Tuesday of the Fifth Week in Ordinary Time

Scripture Readings

I sometimes find myself getting caught up in what I need to do.  With tasks constantly multiplying on ‘to do’ lists, long days, and seemingly never-ending agendas it is often difficult to perceive that God loves me unconditionally.  The first reading for today reminds me that the reason for this lies in the fact that God created me and that what he created he called ‘good’.

As I reflected on the gospel reading in conjunction with Genesis 1 I found that the Pharisees accuse Jesus of eating after not having done his obligatory ceremonial washing before eating with his disciples.  Yet to accuse Jesus of this is ludicrous.  If the Pharisees had known who Jesus truly was they would have understood that he was without sin and therefore required no ceremonial washing.  But what about his disciples?  Didn’t they need to wash before they ate?  Yes, because they are sinful human beings, but no, because they have already entered into the presence of God through their fellowship and friendship with Jesus.  Therefore they do not need to do something more as precondition for doing so.

The passage focuses our attention not on the disciples but on the attitude of the Pharisees and their lack of comprehension of deep spiritual truths.  Jesus points out the Pharisees’ inconsistency in following the letter but not the spirit of the law.  In the story, if the Pharisees had stopped to think of God’s loving relationship to God’s creation they would not have made such a big deal about the disciple’s and Jesus’ lack of washing.  And if they had stopped to reflect on this they would have realized that God gave the law through Moses to make his people more loving rather than less.  Instead the Pharisees’ strict adherence to the law was cutting them off from God and from a recognition of God’s love for them and the people around them.  

Genesis 1 reminds us that God created everything good and that human beings are created in God’s image.  In Mark Jesus reminds us that we should be concerned above all with the spirit of the law and not with external rules.  Reading this we should not lose sight of our human sinfulness.  Yet this is not the most fundamental fact about us.  It is an even deeper spiritual truth that we are created in God’s image.

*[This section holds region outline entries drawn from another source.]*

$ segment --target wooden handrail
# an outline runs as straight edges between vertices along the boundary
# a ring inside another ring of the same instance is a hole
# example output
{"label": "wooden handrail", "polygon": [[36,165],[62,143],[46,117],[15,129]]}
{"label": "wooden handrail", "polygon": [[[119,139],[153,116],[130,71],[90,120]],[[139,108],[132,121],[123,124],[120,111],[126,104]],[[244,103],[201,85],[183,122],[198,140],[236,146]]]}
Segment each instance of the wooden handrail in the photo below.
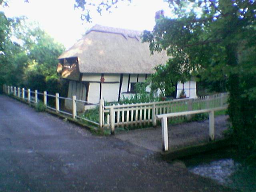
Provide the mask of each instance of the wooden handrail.
{"label": "wooden handrail", "polygon": [[158,118],[160,118],[162,126],[162,150],[167,151],[169,150],[169,141],[168,140],[168,123],[167,118],[192,115],[198,113],[209,113],[209,136],[211,140],[214,140],[214,111],[226,109],[227,106],[224,107],[212,108],[211,109],[202,109],[194,111],[188,111],[183,112],[162,114],[157,116]]}

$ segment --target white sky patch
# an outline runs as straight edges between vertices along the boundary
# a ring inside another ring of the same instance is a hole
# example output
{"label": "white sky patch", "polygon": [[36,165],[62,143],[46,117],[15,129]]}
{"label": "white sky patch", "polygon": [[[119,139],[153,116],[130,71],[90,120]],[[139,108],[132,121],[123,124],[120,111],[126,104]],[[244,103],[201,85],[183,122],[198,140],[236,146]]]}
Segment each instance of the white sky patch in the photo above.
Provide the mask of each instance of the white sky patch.
{"label": "white sky patch", "polygon": [[9,0],[9,7],[1,8],[8,17],[26,16],[37,21],[41,28],[68,48],[86,31],[96,24],[106,26],[142,31],[151,30],[155,25],[156,12],[163,9],[171,15],[167,3],[163,0],[132,0],[130,5],[122,2],[112,13],[104,12],[100,16],[96,10],[91,12],[93,23],[81,20],[80,10],[74,9],[75,2],[66,0]]}

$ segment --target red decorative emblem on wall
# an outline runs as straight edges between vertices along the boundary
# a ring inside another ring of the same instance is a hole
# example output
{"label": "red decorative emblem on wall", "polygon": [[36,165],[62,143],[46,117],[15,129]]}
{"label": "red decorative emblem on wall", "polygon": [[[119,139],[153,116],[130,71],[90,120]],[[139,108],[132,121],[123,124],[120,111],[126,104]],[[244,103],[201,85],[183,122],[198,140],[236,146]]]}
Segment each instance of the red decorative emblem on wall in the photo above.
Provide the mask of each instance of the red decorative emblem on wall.
{"label": "red decorative emblem on wall", "polygon": [[102,83],[103,83],[103,82],[104,82],[104,81],[105,81],[105,79],[104,78],[103,76],[102,76],[101,77],[101,78],[100,78],[100,82],[101,82]]}

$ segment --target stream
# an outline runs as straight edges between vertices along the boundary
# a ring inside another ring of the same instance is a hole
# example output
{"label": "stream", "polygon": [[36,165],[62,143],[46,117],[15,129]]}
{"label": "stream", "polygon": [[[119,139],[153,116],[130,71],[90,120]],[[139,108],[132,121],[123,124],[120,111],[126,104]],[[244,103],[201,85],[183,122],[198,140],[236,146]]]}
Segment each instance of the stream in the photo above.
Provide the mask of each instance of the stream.
{"label": "stream", "polygon": [[256,192],[256,167],[239,160],[232,148],[212,151],[181,160],[189,171],[243,192]]}

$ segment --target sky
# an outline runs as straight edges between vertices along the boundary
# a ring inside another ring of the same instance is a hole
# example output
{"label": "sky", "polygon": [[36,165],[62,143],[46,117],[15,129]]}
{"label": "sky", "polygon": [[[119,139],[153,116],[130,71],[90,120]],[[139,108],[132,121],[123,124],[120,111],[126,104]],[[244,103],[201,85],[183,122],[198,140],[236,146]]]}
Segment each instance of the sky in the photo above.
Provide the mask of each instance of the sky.
{"label": "sky", "polygon": [[37,21],[41,28],[68,49],[80,39],[87,30],[96,24],[142,31],[152,30],[155,25],[155,12],[164,10],[170,14],[163,0],[132,0],[131,4],[121,3],[111,13],[100,16],[92,10],[92,23],[81,19],[80,10],[74,10],[75,0],[8,0],[9,7],[2,8],[8,17],[26,16]]}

I am reminded to ask myself whether I live daily in the recognition that my life is a gift of God and that I have a duty to look for and honor God’s image in myself and other people.  And reflecting on this, I come to the realization that when I fail to do this I fail to live up to the standard set by Jesus in his daily life.  I recognize that this is a basis for the Christian life.  I will seek to be grateful for God’s love for us and the goodness of creation.